米巡洋艦、係争の南シナ海航行 米中首脳会談前
ワシントン(CNN) 米太平洋艦隊は2日までに、誘導ミサイル巡洋艦「チャンセラーズビル」が中国とベトナムなどの領有権論争がくすぶる南シナ海のパラセル(西沙)諸島近くを航行したと明らかにした。
今回の航行は先月26日に実施され、アルゼンチン・ブエノスアイレスで開かれた主要20カ国・地域(G20)首脳会議での米中首脳会談の開催をにらんだ形ともなった。

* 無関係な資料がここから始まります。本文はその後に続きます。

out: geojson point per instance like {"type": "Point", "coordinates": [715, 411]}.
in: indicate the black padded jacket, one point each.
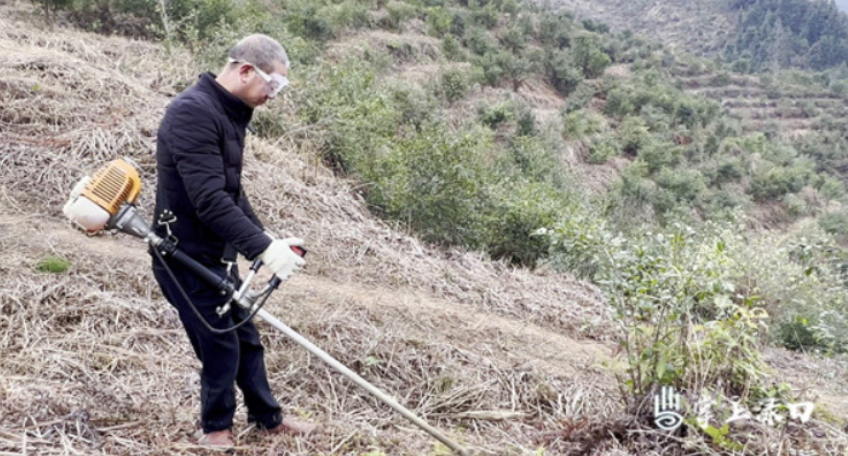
{"type": "Point", "coordinates": [199, 151]}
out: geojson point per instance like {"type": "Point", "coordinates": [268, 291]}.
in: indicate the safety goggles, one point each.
{"type": "Point", "coordinates": [274, 80]}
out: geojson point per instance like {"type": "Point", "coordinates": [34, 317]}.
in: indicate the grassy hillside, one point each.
{"type": "Point", "coordinates": [482, 154]}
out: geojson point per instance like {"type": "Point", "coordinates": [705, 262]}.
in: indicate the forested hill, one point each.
{"type": "Point", "coordinates": [764, 34]}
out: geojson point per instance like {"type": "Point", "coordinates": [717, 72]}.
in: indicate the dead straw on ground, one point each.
{"type": "Point", "coordinates": [95, 362]}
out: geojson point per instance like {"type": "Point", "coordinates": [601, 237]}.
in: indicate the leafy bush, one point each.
{"type": "Point", "coordinates": [774, 181]}
{"type": "Point", "coordinates": [53, 264]}
{"type": "Point", "coordinates": [452, 48]}
{"type": "Point", "coordinates": [633, 134]}
{"type": "Point", "coordinates": [494, 116]}
{"type": "Point", "coordinates": [658, 155]}
{"type": "Point", "coordinates": [455, 84]}
{"type": "Point", "coordinates": [519, 209]}
{"type": "Point", "coordinates": [583, 123]}
{"type": "Point", "coordinates": [398, 13]}
{"type": "Point", "coordinates": [835, 224]}
{"type": "Point", "coordinates": [683, 321]}
{"type": "Point", "coordinates": [590, 58]}
{"type": "Point", "coordinates": [604, 149]}
{"type": "Point", "coordinates": [563, 74]}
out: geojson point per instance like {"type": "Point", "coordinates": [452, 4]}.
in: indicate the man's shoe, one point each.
{"type": "Point", "coordinates": [292, 427]}
{"type": "Point", "coordinates": [219, 439]}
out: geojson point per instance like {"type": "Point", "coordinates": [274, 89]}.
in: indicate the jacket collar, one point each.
{"type": "Point", "coordinates": [235, 108]}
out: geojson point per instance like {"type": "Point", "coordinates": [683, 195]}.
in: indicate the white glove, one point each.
{"type": "Point", "coordinates": [281, 259]}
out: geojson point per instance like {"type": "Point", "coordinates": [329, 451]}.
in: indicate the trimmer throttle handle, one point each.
{"type": "Point", "coordinates": [275, 281]}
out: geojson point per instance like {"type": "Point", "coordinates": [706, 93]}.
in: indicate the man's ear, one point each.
{"type": "Point", "coordinates": [244, 72]}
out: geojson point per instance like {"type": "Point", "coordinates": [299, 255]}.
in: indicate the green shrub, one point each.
{"type": "Point", "coordinates": [519, 209]}
{"type": "Point", "coordinates": [836, 224]}
{"type": "Point", "coordinates": [581, 95]}
{"type": "Point", "coordinates": [658, 155]}
{"type": "Point", "coordinates": [494, 66]}
{"type": "Point", "coordinates": [604, 149]}
{"type": "Point", "coordinates": [525, 121]}
{"type": "Point", "coordinates": [633, 134]}
{"type": "Point", "coordinates": [590, 58]}
{"type": "Point", "coordinates": [554, 30]}
{"type": "Point", "coordinates": [773, 181]}
{"type": "Point", "coordinates": [485, 16]}
{"type": "Point", "coordinates": [398, 13]}
{"type": "Point", "coordinates": [438, 21]}
{"type": "Point", "coordinates": [455, 84]}
{"type": "Point", "coordinates": [479, 41]}
{"type": "Point", "coordinates": [563, 74]}
{"type": "Point", "coordinates": [452, 48]}
{"type": "Point", "coordinates": [494, 116]}
{"type": "Point", "coordinates": [685, 185]}
{"type": "Point", "coordinates": [53, 264]}
{"type": "Point", "coordinates": [583, 123]}
{"type": "Point", "coordinates": [513, 39]}
{"type": "Point", "coordinates": [683, 321]}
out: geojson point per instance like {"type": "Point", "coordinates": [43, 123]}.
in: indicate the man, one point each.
{"type": "Point", "coordinates": [200, 203]}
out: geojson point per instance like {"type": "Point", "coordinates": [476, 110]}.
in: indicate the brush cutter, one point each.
{"type": "Point", "coordinates": [106, 201]}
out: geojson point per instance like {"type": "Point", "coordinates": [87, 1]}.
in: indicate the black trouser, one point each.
{"type": "Point", "coordinates": [234, 357]}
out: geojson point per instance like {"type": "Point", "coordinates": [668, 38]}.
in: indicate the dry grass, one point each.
{"type": "Point", "coordinates": [95, 362]}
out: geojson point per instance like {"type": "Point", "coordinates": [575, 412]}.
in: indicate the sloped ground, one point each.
{"type": "Point", "coordinates": [95, 362]}
{"type": "Point", "coordinates": [698, 26]}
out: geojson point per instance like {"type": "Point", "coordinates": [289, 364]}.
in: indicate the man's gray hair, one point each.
{"type": "Point", "coordinates": [260, 50]}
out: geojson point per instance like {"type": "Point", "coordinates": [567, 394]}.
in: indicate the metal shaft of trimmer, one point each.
{"type": "Point", "coordinates": [342, 369]}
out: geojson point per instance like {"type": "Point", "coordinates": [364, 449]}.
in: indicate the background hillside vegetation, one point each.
{"type": "Point", "coordinates": [716, 229]}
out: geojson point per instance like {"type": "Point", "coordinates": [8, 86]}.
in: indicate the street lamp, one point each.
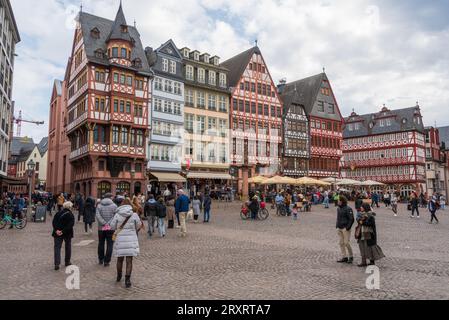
{"type": "Point", "coordinates": [31, 166]}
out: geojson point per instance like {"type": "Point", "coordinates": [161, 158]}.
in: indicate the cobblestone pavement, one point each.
{"type": "Point", "coordinates": [234, 259]}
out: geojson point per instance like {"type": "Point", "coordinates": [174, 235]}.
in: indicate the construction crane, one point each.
{"type": "Point", "coordinates": [19, 121]}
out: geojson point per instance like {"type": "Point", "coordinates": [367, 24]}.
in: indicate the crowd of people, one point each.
{"type": "Point", "coordinates": [119, 220]}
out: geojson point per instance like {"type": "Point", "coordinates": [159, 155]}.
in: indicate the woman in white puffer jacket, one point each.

同艦隊の報道担当者は声明で、中国に言及し、過度な海洋上の権利の主張に反論するためパラセル諸島近くを航行したと指摘。国際法に統治される航路の利用権を維持するのが狙いともした。
また、米軍が南シナ海のスプラトリー(南沙)諸島やパラセル諸島での中国の軍事拠点化の動きに対抗して続ける「航行の自由作戦」の一環とした。
米政府当局者によると、チャンセラーズビルによる作戦遂行に伴い中国船舶が追跡を続けた。ただ、チャンセラーズビルと中国船との接触は全て安全で職業軍人としての国際的な規範に準じた手法で進められたとした。
G20開幕を前にした11月下旬、中国は友好的な対応策として米空母「ロナルド・レーガン」やその戦闘艦船群の香港寄港を許可。2カ月前には米海軍の同様の寄港申請をはねつけてもいた。11月に香港に立ち寄った米軍艦船にはチャンセラーズビルも含まれていた。